Sudden cardiac arrest was higher among people living in poorer neighbourhoods in several US and Canadian cities, and the disparity was particularly evident among people under age 65, found a study in CMAJ (Canadian Medical Association Journal).
Sudden cardiac arrest accounts for up to 63% of deaths annually from cardiac diseases in the United States. Socioeconomic status is a predictor of many health-related conditions, including death and heart disease. This study examined a potential link between socioeconomic status and sudden cardiac arrest in more than one community.
A team of researchers in the US and Canada looked at data on 9235 sudden cardiac arrests in seven cities: four in the US: Dallas, Texas; Pittsburgh, Pennsylvania; Portland, Oregon; SeattleKing County, Washington; and three in Canada: Ottawa and Toronto, Ontario; and Vancouver, British Columbia.
The researchers looked at people who had cardiac arrests at home, a nursing home or assisted-living facility. They used census tract data on household incomes for the location of cardiac arrests to determine socioeconomic status.
"The incidence of sudden cardiac arrest was significantly higher in the neighbourhoods of lowest versus highest socioeconomic status in six of the seven metropolitan areas studied," writes Dr. Sumeet Chugh, Cedars-Sinai Medical Center, with coauthors.
Median household income was $50 000 to $63 000 US dollars, with income in the lowest socioeconomic group ranging from $30 000 to $41 000 and in the highest socioeconomic group from $72 000 to $97 000. In Pittsburgh, incomes were significantly lower ($21 000 and $54 000 respectively.)
"At all seven sites, disparities in the incidence of sudden cardiac arrest across socioeconomic quartiles were greatest among people less than 65 years old. Compared with the incidence in the highest quartile, the incidence in the lowest quartile was two- to fourfold greater in the US sites, and up to threefold greater in the Canadian sites," they write. "As with all ages combined, disparities across socioeconomic quartiles among people younger than 65 were significant at all sites except Ottawa." Compared with the disparities among younger people, the disparities among people 65 and older were less pronounced in in the US cities and Toronto.
The trend for higher cardiac arrests increased as median income dropped and was particularly noticeable among people under 65 years of age and stronger in the US cities than in the Canadian cities. The authors state that the exact reasons for USCanadian differences need further investigation, but data from other studies indicate that one possible explanation is Canadians' access to universal health care; which may mean they have had preventive care for cardiac issues, compared with Americans who may not seek care because of cost, particularly those younger than 65 and not yet eligible for Medicare.

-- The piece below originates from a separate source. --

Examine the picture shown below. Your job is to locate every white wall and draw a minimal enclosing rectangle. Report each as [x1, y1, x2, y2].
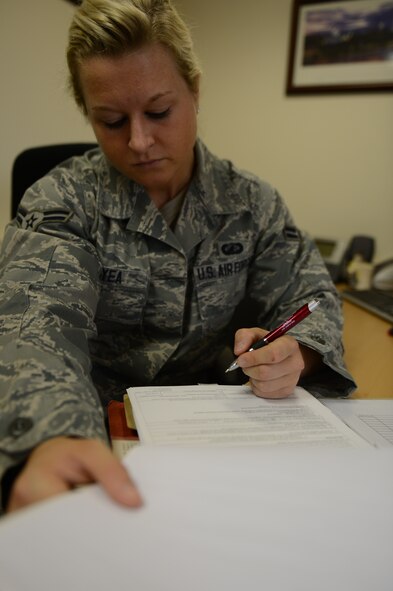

"Our results showing a younger mean age of sudden cardiac arrest in the United States may be consistent with more poorly controlled cardiovascular disease," state the authors.
They conclude that population-level interventions for people in low income neighbourhoods and better access to preventive health care may help to address these disparities.
In a related commentary, Dr. Heikki Huikuri, Institute of Clinical Medicine, University of Oulu, Finland, writes "this study should inform the decisions of politicians and managers of health care systems as they institute health care reforms, recognizing that sudden cardiac arrest is the single most common cause of death in western societies."